Everyone suffers from downtime at some point. Even hyperscale vendors walk away red-faced occasionally. At some point, your primary email service provider will suffer– and you’ll feel the fallout. Office 365 has experienced multiple full or partial outages in the past few months, sometimes lasting for hours.
The first step is to set your tolerance for service disruption. Disaster recovery experts typically measure this using two metrics: the recovery time objective (RTO); and the recovery point objective (RPO). The first is your ideal recovery time in the event of an outage, while the second sets the bar for how much data you are prepared to lose. An RPO of two hours means that you could lose up to the last two hours of email in the event of an outage.
Given the mission-critical nature of yan organizations’ email, most companies will have an extremely low tolerance. Ideally, you want to avoid losing any mail or disrupting your users’ services at all. This is doable, with the help of a complementary email service provider.
By using email services from two different companies, you avoid relying on any one vendor’s infrastructure. This can be valuable if a physical disaster occurs at a single data centre, or if, as in the case of Office 365, a service provider frequently experiences outages due to human error and flawed processes.
When a primary email service fails, it isn’t as simple as switching it out for another like a faulty engine part. For one thing, the change isn’t instant. You have to change your MX records, which are the addresses for your email servers online. These have a ‘time to live’ setting, which means that it will take a while for the entire Internet to learn of your new email server’s address if you change it.
A more sensible option is to use an upstream service designed to complement rather than replace your primary email service provider. Pointing your MX records to the upstream service gives you an alternative email service that sees all of your mail first. It can then act as a buffer and an additional level of protection for your primary email service, queueing your email if your primary provider suffers an outage or slows to a crawl.

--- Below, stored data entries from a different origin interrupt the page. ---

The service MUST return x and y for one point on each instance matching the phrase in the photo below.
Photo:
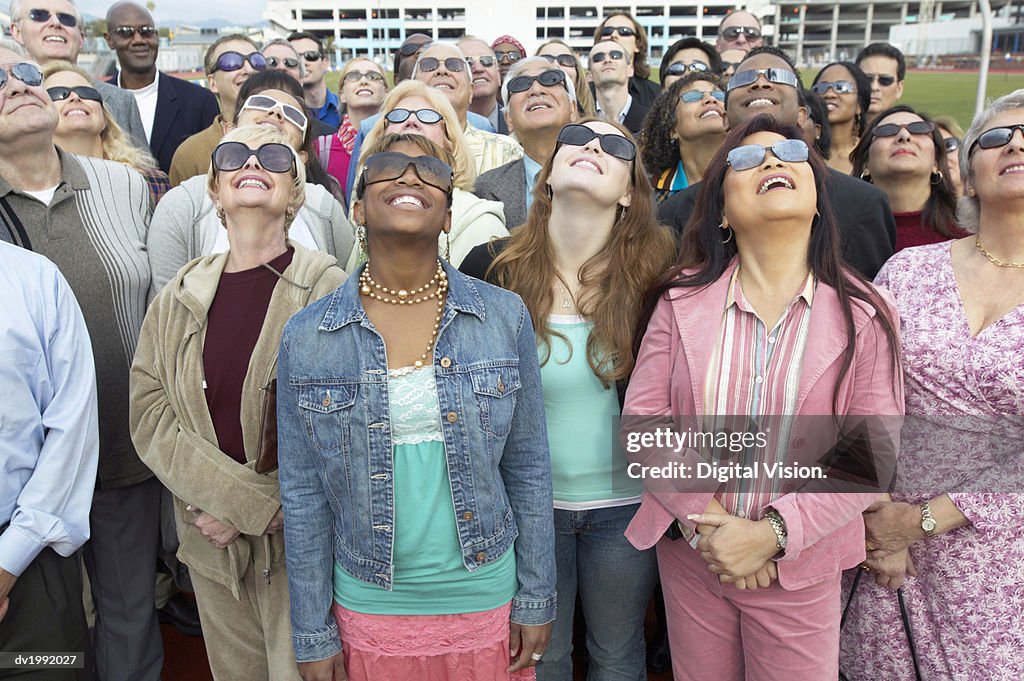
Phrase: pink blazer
(825, 530)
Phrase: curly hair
(657, 147)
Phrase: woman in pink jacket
(773, 370)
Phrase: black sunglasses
(43, 15)
(614, 55)
(428, 116)
(623, 31)
(232, 60)
(547, 79)
(566, 60)
(59, 93)
(453, 64)
(272, 157)
(750, 76)
(680, 69)
(839, 87)
(995, 137)
(732, 33)
(128, 32)
(288, 61)
(612, 142)
(914, 128)
(25, 72)
(884, 81)
(486, 60)
(388, 166)
(751, 156)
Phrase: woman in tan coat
(203, 410)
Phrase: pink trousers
(720, 633)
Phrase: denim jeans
(614, 583)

A complementary service like this will ideally have an online interface so that employees can still read and send emails. When the primary email service comes back online, the primary provider will then flush its queue, delivering all of the emails to the customer’s regular inbox.
What if the upstream service goes offline? That’s typically less of a risk than it is with a large, complex cloud service like Azure, on which Office 365 is based. If customers are worried, though, they can take advantage of the ability to set a list of multiple MX records. Particularly risk-averse admins could keep their primary mail provider’s email servers as a lower priority part of that list. That would cause incoming emails to route to the primary email service provider should the upstream provider become unavailable.

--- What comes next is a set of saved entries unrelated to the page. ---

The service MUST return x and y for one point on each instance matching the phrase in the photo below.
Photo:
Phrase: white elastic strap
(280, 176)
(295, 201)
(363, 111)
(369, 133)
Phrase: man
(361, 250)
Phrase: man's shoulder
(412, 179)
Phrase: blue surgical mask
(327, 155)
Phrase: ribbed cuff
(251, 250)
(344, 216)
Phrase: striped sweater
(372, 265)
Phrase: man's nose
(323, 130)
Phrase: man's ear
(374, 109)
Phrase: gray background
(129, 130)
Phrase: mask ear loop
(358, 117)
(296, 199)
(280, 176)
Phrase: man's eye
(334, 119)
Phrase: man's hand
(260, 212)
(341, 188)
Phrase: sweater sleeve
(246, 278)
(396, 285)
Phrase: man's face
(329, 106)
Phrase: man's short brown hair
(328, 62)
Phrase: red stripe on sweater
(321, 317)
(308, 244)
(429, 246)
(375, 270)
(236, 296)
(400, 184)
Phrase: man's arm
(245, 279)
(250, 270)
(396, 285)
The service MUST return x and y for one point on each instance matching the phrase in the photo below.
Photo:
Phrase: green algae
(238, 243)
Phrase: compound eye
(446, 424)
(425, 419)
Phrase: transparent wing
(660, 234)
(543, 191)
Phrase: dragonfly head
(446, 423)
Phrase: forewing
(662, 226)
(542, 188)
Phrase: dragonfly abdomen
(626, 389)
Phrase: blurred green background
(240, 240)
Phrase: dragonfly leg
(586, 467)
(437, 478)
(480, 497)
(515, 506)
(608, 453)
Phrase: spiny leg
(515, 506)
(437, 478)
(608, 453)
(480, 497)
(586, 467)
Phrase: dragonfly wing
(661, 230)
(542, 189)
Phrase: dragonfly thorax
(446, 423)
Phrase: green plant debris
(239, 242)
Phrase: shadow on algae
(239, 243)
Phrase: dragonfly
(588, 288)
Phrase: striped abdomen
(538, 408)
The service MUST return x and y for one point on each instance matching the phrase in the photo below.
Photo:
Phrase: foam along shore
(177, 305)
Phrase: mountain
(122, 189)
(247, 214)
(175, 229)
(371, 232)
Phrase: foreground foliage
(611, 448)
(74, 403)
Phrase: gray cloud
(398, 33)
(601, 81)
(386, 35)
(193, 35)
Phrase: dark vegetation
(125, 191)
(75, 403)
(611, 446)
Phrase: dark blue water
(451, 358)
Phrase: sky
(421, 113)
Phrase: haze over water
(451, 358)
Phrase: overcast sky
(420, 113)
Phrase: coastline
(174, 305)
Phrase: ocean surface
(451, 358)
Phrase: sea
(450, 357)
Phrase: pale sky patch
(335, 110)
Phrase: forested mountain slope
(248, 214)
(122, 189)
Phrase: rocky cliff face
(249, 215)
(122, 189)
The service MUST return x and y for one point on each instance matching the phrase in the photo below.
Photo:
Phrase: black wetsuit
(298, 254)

You’ll want to ensure that your complementary email service provider is rock solid, especially if your primary service provider is suffering from service slowdowns and outages. Check its service status pages to see how well it has managed and if it has a history of service slowdowns in the past. Talking to other customers is an excellent way to determine the company’s reliability, too.

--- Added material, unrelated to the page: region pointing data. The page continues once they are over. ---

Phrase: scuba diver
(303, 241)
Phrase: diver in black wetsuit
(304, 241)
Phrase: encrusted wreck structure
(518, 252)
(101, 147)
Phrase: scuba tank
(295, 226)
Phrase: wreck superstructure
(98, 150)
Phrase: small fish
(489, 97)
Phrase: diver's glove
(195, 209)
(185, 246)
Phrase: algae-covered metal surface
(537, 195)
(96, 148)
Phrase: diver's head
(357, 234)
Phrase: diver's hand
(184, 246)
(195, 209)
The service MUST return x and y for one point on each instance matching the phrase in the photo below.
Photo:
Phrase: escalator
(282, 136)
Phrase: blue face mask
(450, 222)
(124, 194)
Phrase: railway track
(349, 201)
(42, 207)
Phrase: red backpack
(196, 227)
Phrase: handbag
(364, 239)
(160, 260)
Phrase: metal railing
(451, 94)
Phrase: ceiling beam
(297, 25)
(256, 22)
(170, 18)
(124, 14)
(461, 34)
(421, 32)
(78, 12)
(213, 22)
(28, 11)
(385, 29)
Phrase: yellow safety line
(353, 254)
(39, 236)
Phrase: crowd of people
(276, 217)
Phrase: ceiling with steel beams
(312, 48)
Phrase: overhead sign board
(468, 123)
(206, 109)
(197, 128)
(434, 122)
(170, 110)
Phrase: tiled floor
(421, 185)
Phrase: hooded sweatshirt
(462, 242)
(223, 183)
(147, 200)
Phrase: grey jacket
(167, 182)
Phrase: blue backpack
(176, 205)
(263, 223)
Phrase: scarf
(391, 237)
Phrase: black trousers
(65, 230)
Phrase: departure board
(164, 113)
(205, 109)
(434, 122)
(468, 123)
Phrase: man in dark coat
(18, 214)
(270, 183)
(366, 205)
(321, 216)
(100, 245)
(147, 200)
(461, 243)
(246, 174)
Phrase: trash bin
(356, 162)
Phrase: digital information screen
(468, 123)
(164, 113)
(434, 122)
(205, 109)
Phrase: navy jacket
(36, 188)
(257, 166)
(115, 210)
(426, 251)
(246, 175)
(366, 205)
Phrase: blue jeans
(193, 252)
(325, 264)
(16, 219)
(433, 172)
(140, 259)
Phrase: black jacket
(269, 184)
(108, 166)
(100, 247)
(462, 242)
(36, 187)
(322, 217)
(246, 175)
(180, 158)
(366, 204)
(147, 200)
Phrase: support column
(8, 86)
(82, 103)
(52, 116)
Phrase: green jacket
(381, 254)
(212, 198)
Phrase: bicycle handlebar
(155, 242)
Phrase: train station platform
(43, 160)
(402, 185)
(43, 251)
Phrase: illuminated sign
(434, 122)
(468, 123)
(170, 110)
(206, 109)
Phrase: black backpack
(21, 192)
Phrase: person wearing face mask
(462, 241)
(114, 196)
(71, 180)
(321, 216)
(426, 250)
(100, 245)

Any email service provider should also give you a clear service level agreement, outlining how much downtime they allow themselves to have for each time period, and the financial compensation due in the event that they exceed this target.
By following a few sensible steps and investing a little more on a monthly basis, customers can protect themselves while still taking advantage of their primary service provider’s productivity features. Having a backup service designed intelligently into your mailflow is a good way to get functionality and peace of mind.